Famous powerful women garner admiration, curiosity and perhaps even envy. Yet, they are saddled not only with major responsibilities but also with the struggle to be viewed fairly and favorably. Non-famous powerful women also face the same challenges. How can a powerful woman command respect and affirmation for her abilities as well as for her appealing nature?
Highly accomplished women in the corporate world, the media, politics and other institutions seem to receive very different feedback about their performance than do their male counterparts.
Though women comprise 46% of America’s workforce, fewer than 8 percent are Senior Managers. Currently there are only 12 FORTUNE 500 companies that are run by women. These powerful females have earned their highly sought-after jobs through documented competence, hard work and exceptional talents. Yet, they are still publicly described in disrespectful and/or demeaning terms.
For example, Carly Fiorina, the former CEO of Hewlett Packard stated, “In chat rooms around Silicon valley, from the time I arrived until long after I left HP, I was referred to as either a ‘bimbo’ or a ‘bitch’. Male CEOs who fired people were hailed as ‘decisive’, I was labeled ‘vindictive’.”
David Bianculli of the New York Daily News, was impressed by Katie Couric’s performance as a journalist, but noted that she wore a “smart, crisp, white jacket over a black top and skirt.” “… leaning against the edge of her desk, showing her famous legs.”
Nancy Pelosi, the first woman to hold the position of the Speaker of the United States House of Representatives and the highest-ranking female politician in American history, was labeled in a Newspaper headline as “Armani suited, one of the world’s most powerful grandmothers.”
Portraying powerful women in the above ways is demeaning, insulting and disrespectful. It trivializes women’s accomplishments, sexualizes and berates their gender while creating doubts about their competencies. These attributions would never be used to describe powerful male colleagues.

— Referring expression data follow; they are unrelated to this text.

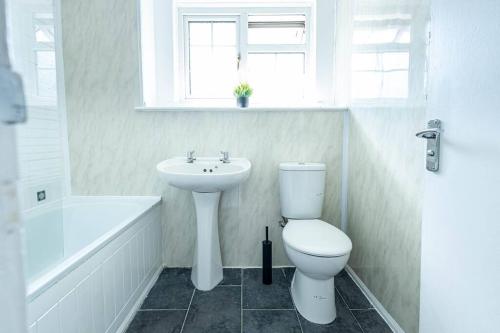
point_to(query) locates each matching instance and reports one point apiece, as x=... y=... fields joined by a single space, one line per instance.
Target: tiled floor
x=241 y=303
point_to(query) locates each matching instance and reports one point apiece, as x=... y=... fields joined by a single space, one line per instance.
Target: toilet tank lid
x=302 y=166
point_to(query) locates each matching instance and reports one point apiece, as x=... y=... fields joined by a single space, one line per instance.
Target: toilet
x=317 y=249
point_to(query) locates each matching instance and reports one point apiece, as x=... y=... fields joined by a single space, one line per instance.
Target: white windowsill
x=226 y=108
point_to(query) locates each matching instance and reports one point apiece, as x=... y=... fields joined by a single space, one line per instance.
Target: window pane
x=366 y=84
x=364 y=61
x=200 y=33
x=280 y=29
x=396 y=60
x=382 y=34
x=46 y=59
x=212 y=59
x=46 y=83
x=224 y=34
x=395 y=84
x=277 y=75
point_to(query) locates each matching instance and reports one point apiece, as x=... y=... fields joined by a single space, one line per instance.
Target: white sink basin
x=206 y=177
x=205 y=174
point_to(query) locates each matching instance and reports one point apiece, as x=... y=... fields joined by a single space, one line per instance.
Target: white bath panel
x=69 y=313
x=50 y=321
x=101 y=294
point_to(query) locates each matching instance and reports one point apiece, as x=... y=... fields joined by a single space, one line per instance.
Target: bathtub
x=90 y=261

Even women’s talents as communicators are restricted. Victoria Brescoll, assistant professor of organizational behavior at the Yale School of Management reported, “When women get power, talking a lot is seen negatively by other people. They’re seen as domineering and controlling and were rated as significantly less competent and less suitable for leadership than a male CEO who was reported as speaking for the same amount.”
Powerful women who are not in the public eye may also be misperceived and underappreciated. Some men express fears about being controlled by their accomplished, dynamic women.

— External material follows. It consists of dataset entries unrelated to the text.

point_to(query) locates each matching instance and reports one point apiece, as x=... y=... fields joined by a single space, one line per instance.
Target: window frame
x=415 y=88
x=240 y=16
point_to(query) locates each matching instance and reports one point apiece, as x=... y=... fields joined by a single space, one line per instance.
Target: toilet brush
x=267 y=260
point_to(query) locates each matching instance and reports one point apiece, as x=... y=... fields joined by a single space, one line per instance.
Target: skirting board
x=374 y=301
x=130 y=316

Powerful females can best counter these misperceptions by combining their talents with their compassionate skills. By being present, attentive, curious and patient, they can couple their success with a greater emotional connection.
Stay powerful and be likeable:
- Disallow the sexual and gender stereotyping to discredit your competence or nature.
- Model respect for others through compassionate listening and a caring attitude.
- Allow your ideas and endearing essence to shine by speaking freely, concisely and in a calm, secure voice.